If I think back to the days when I was a full-time working dad, this described me perfectly. Just like my wife, I was trying to have the career and nice home life whilst also being there for my offspring. It was a Swan-like existence. I had clean clothes and my outward appearance was good. Helen, my eldest (we only had the one child at this time), was always happy because we wouldn’t compromise on her care.
Our house, however, looked like a complete hovel. We lurched from one messy day to the next as my wife and I always had better things to do than clear up. If Helen fell ill, the routine fell apart completely and my wife and I would have to work the craziest hours to make up the time or work from home while looking after a poorly child. While I have many happy memories of Helen, it’s not a period of my life I look back on with great fondness and I don’t regret leaving the security of paid employment to become a stay at home dad.
Okay, so there are never enough hours in the day to do the housework. Even so, things are much improved since I took responsibility for the household. We all lead a calmer and slightly more stress free existence.

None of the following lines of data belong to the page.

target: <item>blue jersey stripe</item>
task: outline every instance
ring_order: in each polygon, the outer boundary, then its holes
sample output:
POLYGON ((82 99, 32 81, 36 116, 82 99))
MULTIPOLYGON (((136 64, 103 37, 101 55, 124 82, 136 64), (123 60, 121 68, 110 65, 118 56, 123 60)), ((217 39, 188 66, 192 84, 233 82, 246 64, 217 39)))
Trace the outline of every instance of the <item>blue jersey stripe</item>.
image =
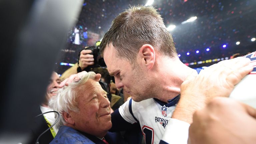
POLYGON ((130 112, 130 113, 131 113, 131 114, 132 115, 132 117, 133 117, 133 118, 137 122, 139 122, 139 121, 134 116, 134 115, 133 115, 133 113, 132 113, 132 99, 130 99, 130 101, 129 101, 129 111, 130 112))

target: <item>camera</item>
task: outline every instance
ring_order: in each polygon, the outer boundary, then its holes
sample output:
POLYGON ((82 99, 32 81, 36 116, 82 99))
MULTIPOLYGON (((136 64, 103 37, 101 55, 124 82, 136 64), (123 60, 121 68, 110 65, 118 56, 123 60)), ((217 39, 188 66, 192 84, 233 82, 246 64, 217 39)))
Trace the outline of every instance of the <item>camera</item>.
POLYGON ((101 57, 100 53, 100 41, 96 43, 95 46, 92 46, 85 48, 85 49, 91 50, 92 53, 90 54, 93 55, 93 58, 94 59, 94 64, 91 66, 91 68, 101 67, 103 68, 107 67, 104 59, 101 57))
MULTIPOLYGON (((98 41, 96 42, 94 46, 90 47, 86 47, 84 48, 85 50, 90 50, 92 51, 91 53, 90 54, 93 55, 93 59, 94 59, 94 64, 93 65, 88 66, 86 68, 85 70, 87 71, 90 71, 91 68, 94 68, 98 67, 101 67, 103 68, 105 68, 107 67, 107 66, 104 61, 103 58, 101 57, 101 56, 100 52, 100 41, 98 41)), ((80 52, 79 53, 78 56, 78 65, 79 65, 79 58, 80 56, 80 52)), ((80 70, 81 68, 79 67, 77 69, 77 72, 79 72, 82 71, 80 70), (79 69, 80 68, 80 69, 79 69)))

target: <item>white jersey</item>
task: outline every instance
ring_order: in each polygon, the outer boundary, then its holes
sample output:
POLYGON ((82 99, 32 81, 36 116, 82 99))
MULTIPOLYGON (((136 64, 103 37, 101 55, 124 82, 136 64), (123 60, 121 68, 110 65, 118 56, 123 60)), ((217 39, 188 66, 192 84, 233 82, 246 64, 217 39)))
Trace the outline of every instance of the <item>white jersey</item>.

With this in mind I’m rather pleased to hear that a new panel has been set up to consider how dads can improve their work / life balance. Known as the Dadpreneur Movement, the aim is to find ways to encourage dads to launch their own businesses so they can break free from the nine to five working cycle.
The Movement was the idea of Holly Tucker, founder and president of online retailer Notonthehighstreet.com. Here’s what inspired Tucker to establish the Movement;
“We are keen to champion fathers and the importance of the role that they play at home. Dads are often forgotten and whilst the issue of mums struggling to ‘have it all’ is well known we felt that the issue of dads and their work life balance had been neglected. Through our ‘Dadpreneur Movement’ we want to encourage dads to launch their own flexible, creative business and tap into their passions and hobbies as an alternative to the nine to five.”

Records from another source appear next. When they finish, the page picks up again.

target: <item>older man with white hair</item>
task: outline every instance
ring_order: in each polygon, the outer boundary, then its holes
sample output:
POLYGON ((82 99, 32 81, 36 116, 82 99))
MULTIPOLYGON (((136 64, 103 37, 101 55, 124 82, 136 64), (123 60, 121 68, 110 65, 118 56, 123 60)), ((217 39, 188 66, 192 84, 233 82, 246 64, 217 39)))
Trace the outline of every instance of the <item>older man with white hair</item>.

Before I go on, there’s one comment I have to make. In the past I have publicly stated my opposition to the phrase mumpreneur and made clear I’d never want to be called a dadpreneur. I’m no fan of either phrase, both of which I consider to be very patronising. I’ll be honest, I think a better name could have been chosen but I support the Dadpreneur Movement’s aims and I hope it is successful in drawing attention to the issue of men trying to have it all. Anyway, back to the matter in hand.

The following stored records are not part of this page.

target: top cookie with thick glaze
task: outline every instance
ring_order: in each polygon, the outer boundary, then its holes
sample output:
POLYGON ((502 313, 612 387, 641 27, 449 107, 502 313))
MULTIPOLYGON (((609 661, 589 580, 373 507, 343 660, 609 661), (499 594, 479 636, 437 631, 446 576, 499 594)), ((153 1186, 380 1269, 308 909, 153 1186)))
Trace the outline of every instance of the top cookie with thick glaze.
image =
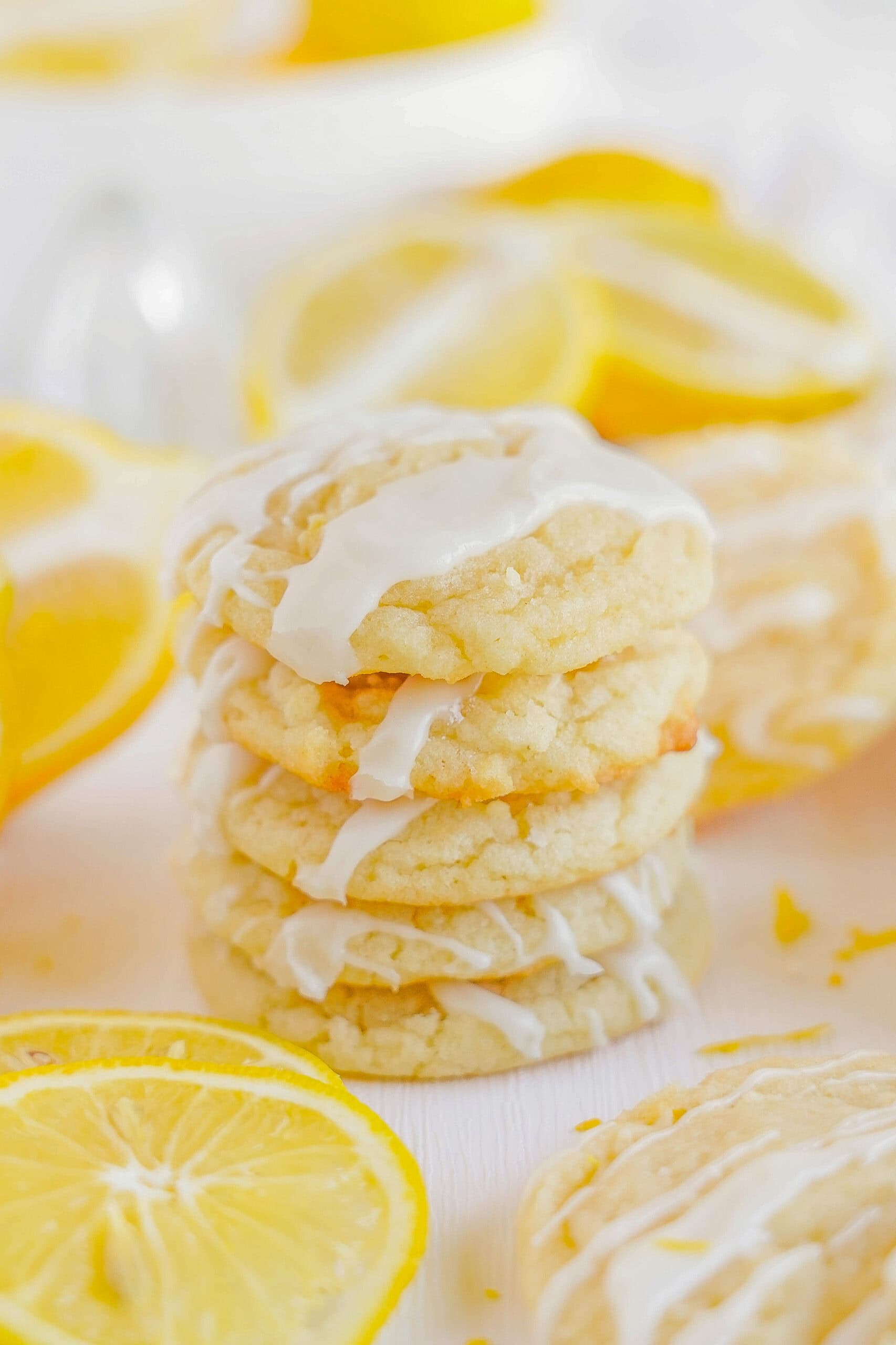
POLYGON ((698 612, 700 504, 572 412, 409 406, 295 430, 223 465, 168 572, 312 682, 566 672, 698 612))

To support the Dadpreneur Movement’s launch, a survey of 1,000 UK fathers was carried out, all of them with children aged 16 and under. It found that that;
- Six out of every ten dads are only spending quality time with their children at the weekends
- Long working hours and being “too knackered” stopped them from spending valuable time with the family
- A further 62% of dads have missed a parents’ evening and
- Over half have missed out on big milestones in their children’s lives such as first steps, first words and even school awards ceremonies.
The Dadpreneur Movement panel features several interesting characters. Among its members are; Psychotherapist Phil Hodson, a veteran of many TV appearances, working dad, Michelin starred chef and owner of the Berner’s Street Tavern Jason Atherton plus Olympic gold medalist James Cracknell.
Whether the Dadpreneur Movement achieves anything remains to be seen. I am, however, hoping it is at least succesful in getting people talking about this subject.